Renuncié a ese amor exquisito porque, al final, no era más que una estampa. Y el amor es también ese diario convivir al que los dos le habíamos dado la vuelta. Él, en la lejanía. Yo, al elegir a un hombre que, por más palabras hermosas, se desinflaba cuando me veía desesperada, en aprietos, demandante, enloquecida.
Cuidé tanto las formas, al grado de que me costaba desenvolverme con naturalidad, incluso en lo básico. Llegó un momento en que nuestros cuerpos no se adivinaban ni se procuraban y nuestros besos eran demasiado educados, cuando no se evitaban: todo fuera por la cordura, por la mesura, por la propiedad.
Me quise convencer de su ausencia tan llena de su presencia. Muchas veces me disculpé por pensar, por desear, por preguntar, avergonzada de que a los ojos suyos mis despropósitos trazaran un patrón: la azotada, la intensa, la needy.
Más niña malcriada que amante paciente
No habría querido despegarme de él. Después de todo, había sido tan entrañable la proximidad. ¿Por qué no le rendí tributo a esa poesía con una actitud más serena y madura? ¿Por qué fui más niña malcriada que amante paciente y respetuosa? ¿Por qué temí en vez de confiar?
Cuán engañosa es la fotografía aún no tomada de la concordia idealizada. Y, si se le sobredimensiona, puede ser devastadora: todo aquello que no se le asemeje corre el riesgo de ser desairado.
Con el tiempo hice hasta lo imposible por dejar de imaginar escenarios de vida diaria con él. Por grabarme en la piel, en la corteza cerebral, que el amor no necesariamente implicaba inmediatez, que podía ser multiforme. . . Pero siempre era tarde: para entonces mis quejidos resultaban en desconfianza y silencios suyos, y mis disculpas y promesas sonaban gastadas e inútiles.
Intenté aprender a hablar dosificadamente y silenciarme, elegir qué mostrar y qué ocultar. Intenté aprender a negarme. Quise cuidar lo que salía de mi boca: distinguir entre lo que se comparte con un compañero y lo que habría que decirle a un terapeuta o un sacerdote o, incluso, lo que nadie tendría que saber.
Llegué al punto de pedirle que no se esforzara en lo absoluto.

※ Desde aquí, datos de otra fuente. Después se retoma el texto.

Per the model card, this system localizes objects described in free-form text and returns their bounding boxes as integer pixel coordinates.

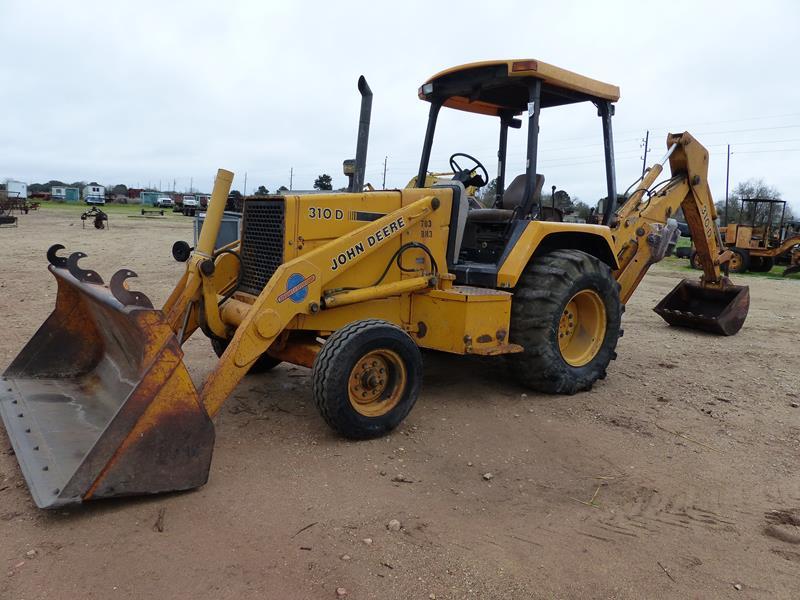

Que siguiera su camino y, si consideraba que yo podía estar y si confiaba en que yo estaría la altura, me diera la oportunidad de acompañarlo, desde donde debiera estar.
¿Acaso soy de las que irremediablemente se enamoran de los Mr. Unavailables, de los Alfies eternos?
Habrá quienes, tras la ruptura, quieran ser recordados como seres intachables, amigos solidarios, buenos amantes. En mí no pesa el afán de prestigio sino que mis compañeros hayan conocido, acaso intuido algo de mi esencia. Tengo una extraña fe en que, a pesar del ruido, la distancia y los malentendidos, un día caerán en la cuenta de cuánta razón había en mi locura o cuánta locura en mi razón. Y si ello no ocurre, tampoco importa mucho. Me basta con que yo misma lo sepa. Sólo entonces puedo irme en paz y dejar pasar todas las veces en que me han dicho: “No es el momento”. Ni la temporada ni la vida.